Although she was passionate about science fiction, faith had always influenced her writing.
In an interview with the WCR last year, she described writing and faith as "one of those things that's almost impossible to separate - like Siamese twins."
Writing and faith
"It's my life, my faith, my imagination and what I do as a writer. They are all tied in together and hard to separate."
Despite her busy schedule of writing books and involvement in various social justice groups and circle of writers, she prepared the Development and Peace bulletin which her parish distributes to people during Lent.
This year, she asked the agency to have the materials earlier so she could prepare them before she went for a hip replacement.
Glen Hughes, her husband, told the WCR, "She's had a serious hip condition for some time and it was getting worse and worse. It came to a point that it was very difficult for her to get proper rest."
"Monica was trying to get to the bathroom and she couldn't get there. That's when we called in the ambulance. When the ambulance came, they found out that she had had a stroke.
"Her presence in our house is everywhere . . . in everything. She just made a tapestry for the Church," said Glen.
Stairway to heaven
Her final creation depicted a stair case leading to a great light.
"As far as we are concerned that's where she is now."
Looking back over his beloved wife's life, Glen said, "She was so good in what she did. She always encouraged other people to try their very best in whatever they are doing but especially in writing of course."

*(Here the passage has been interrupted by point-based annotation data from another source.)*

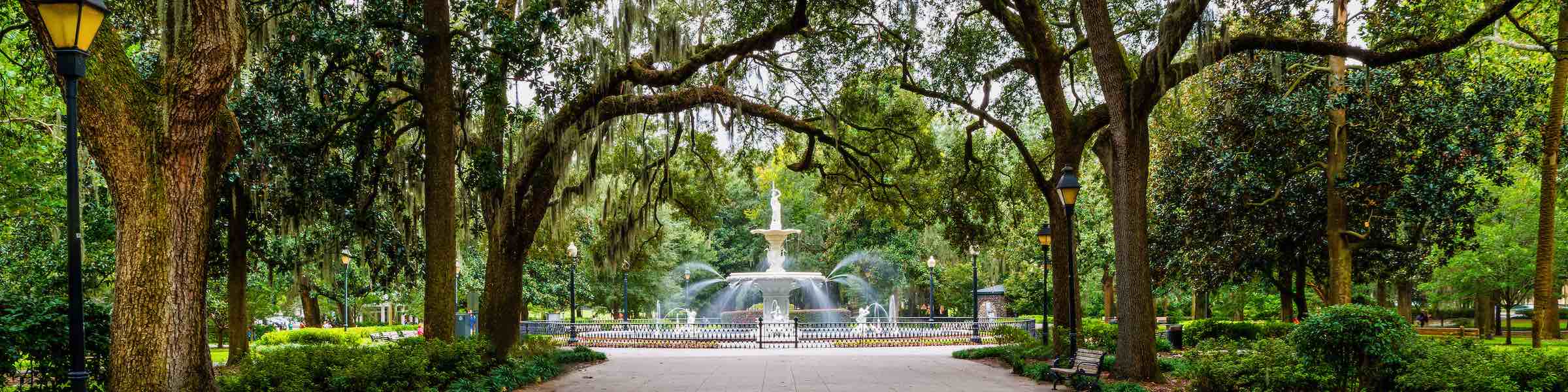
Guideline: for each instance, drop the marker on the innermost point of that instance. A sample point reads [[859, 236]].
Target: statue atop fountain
[[775, 283]]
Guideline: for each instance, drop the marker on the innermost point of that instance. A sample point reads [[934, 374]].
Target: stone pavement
[[906, 369]]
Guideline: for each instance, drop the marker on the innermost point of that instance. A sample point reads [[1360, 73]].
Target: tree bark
[[239, 267], [1338, 214], [1546, 233], [161, 146], [1107, 287], [441, 242]]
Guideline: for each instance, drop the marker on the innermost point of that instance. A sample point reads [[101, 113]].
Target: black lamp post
[[974, 292], [571, 252], [344, 306], [1045, 280], [1067, 189], [625, 302], [73, 24], [930, 269]]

Betty Farrell, a Development and Peace volunteer, had a chance to work with Monica.
"She was a very joyful, quiet person and not forceful . . . could always enter into a conversation with openness . . . very loving of her own family and everyone," Farrel said.

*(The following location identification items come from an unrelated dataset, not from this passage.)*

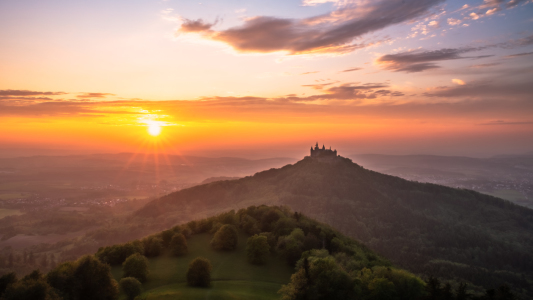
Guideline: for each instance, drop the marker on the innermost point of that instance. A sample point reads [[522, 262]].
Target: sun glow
[[154, 129]]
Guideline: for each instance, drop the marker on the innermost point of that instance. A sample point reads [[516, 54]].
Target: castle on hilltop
[[323, 152]]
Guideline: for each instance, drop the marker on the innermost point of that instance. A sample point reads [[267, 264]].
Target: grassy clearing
[[232, 276]]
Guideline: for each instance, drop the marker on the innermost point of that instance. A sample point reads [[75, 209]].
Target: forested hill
[[426, 228]]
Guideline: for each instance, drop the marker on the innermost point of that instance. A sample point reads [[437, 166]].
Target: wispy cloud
[[351, 70], [94, 95], [519, 55], [420, 60], [334, 32], [307, 73], [28, 93]]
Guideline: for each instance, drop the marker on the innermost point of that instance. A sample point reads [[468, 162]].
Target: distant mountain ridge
[[426, 228]]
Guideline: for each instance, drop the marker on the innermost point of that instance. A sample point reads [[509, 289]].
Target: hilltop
[[428, 229], [249, 254]]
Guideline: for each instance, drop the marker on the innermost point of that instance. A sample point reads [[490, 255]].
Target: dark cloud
[[418, 61], [318, 86], [348, 92], [329, 33], [518, 55], [352, 69], [94, 95], [28, 93], [501, 122], [485, 90]]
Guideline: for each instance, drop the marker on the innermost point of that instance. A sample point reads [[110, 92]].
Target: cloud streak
[[334, 32], [419, 60], [28, 93]]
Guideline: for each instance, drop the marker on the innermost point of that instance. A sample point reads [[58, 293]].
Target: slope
[[426, 228], [232, 274]]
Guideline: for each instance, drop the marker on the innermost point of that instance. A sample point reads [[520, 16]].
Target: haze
[[261, 79]]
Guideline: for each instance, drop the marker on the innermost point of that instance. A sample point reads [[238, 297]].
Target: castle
[[317, 152]]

"Monica was a woman of very deep faith. There is no question about that.
Her death was sudden and unexpected, although Hughes was tired lately and in a lot of pain.
Born in Liverpool, England, in 1925, Hughes also lived in Egypt and Scotland.

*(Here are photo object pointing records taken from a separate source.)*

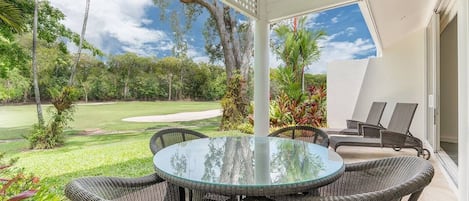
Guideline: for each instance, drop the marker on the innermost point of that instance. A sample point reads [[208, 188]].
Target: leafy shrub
[[51, 135], [287, 111], [235, 104], [16, 185]]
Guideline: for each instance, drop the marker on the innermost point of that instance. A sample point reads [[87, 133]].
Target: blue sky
[[120, 26]]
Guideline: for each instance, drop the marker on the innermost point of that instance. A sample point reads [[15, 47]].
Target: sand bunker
[[183, 116]]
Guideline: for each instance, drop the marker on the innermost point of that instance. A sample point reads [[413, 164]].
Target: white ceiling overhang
[[388, 20]]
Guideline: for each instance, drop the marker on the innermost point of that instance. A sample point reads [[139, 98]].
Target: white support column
[[463, 88], [261, 78]]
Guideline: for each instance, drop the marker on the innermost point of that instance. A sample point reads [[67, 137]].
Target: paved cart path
[[182, 116]]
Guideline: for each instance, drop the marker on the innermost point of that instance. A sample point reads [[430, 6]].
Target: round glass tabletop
[[247, 161]]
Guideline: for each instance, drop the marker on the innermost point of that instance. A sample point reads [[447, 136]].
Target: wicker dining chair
[[305, 133], [147, 188], [170, 136], [389, 179]]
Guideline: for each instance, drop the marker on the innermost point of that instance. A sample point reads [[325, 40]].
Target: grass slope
[[123, 155]]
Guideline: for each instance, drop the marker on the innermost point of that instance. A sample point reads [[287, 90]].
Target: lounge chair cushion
[[336, 141]]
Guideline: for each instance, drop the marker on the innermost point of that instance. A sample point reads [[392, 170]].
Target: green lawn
[[16, 121], [125, 154]]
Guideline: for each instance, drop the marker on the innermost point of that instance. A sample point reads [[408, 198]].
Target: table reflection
[[247, 161]]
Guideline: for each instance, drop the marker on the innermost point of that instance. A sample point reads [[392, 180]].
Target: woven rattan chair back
[[167, 137], [376, 112], [388, 179], [305, 133], [385, 179], [146, 188], [402, 117]]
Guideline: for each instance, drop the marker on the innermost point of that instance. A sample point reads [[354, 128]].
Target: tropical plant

A WREN in the navy during the Second World War, she went on to work in Zimbabwe for two years and moved to Canada in 1952, working at the National Research Council.
"I realized that wall hangings lose their popularity easily, but people will keep on reading."
- Monica Hughes
Originally, she planned to move to Australia but she met Glen Hughes, who became her husband. They had four children.
In 1964, she moved to Edmonton because of her husband's job with the government.
Moving to the Prairies was difficult for her in the beginning. She missed the colours of Ontario. But she said, "I'm going to make myself like it."
With that conviction, she explored painting, embroidery and weaving while she continued writing. She had not published a book then.
At one point, Hughes couldn't make up her mind whether she was going to be full-time writer or a full-time weaver.
"But then I decided words were more important to me, as I realized that wall hangings lose their popularity easily, but people will keep on reading," Hughes said in a WCR interview.
She began her career in juvenile science fiction in 1971 after her last child began attending school.
While enrolled in a correspondence course on writing from the University of Chicago, she decided to write four hours a day for a full year. She sat at the kitchen table with black Bic pen and loose-leaf paper, painfully typing it all later.
A true friend
Therese McElgunn, a long time neighbour and friend, did not know she was living close to a writing legend until the early '80s. "We started as acquaintances and ended very dear friends."
When McElgunn couldn't drive anymore, the Hughes gave her rides to Church.
"She had a warm personality," said McElgunn."I don't have a university degree or something like that, but she treated me as an equal. In spite of her celebrity status, I know her as a person, as a woman, as a mother and a friend."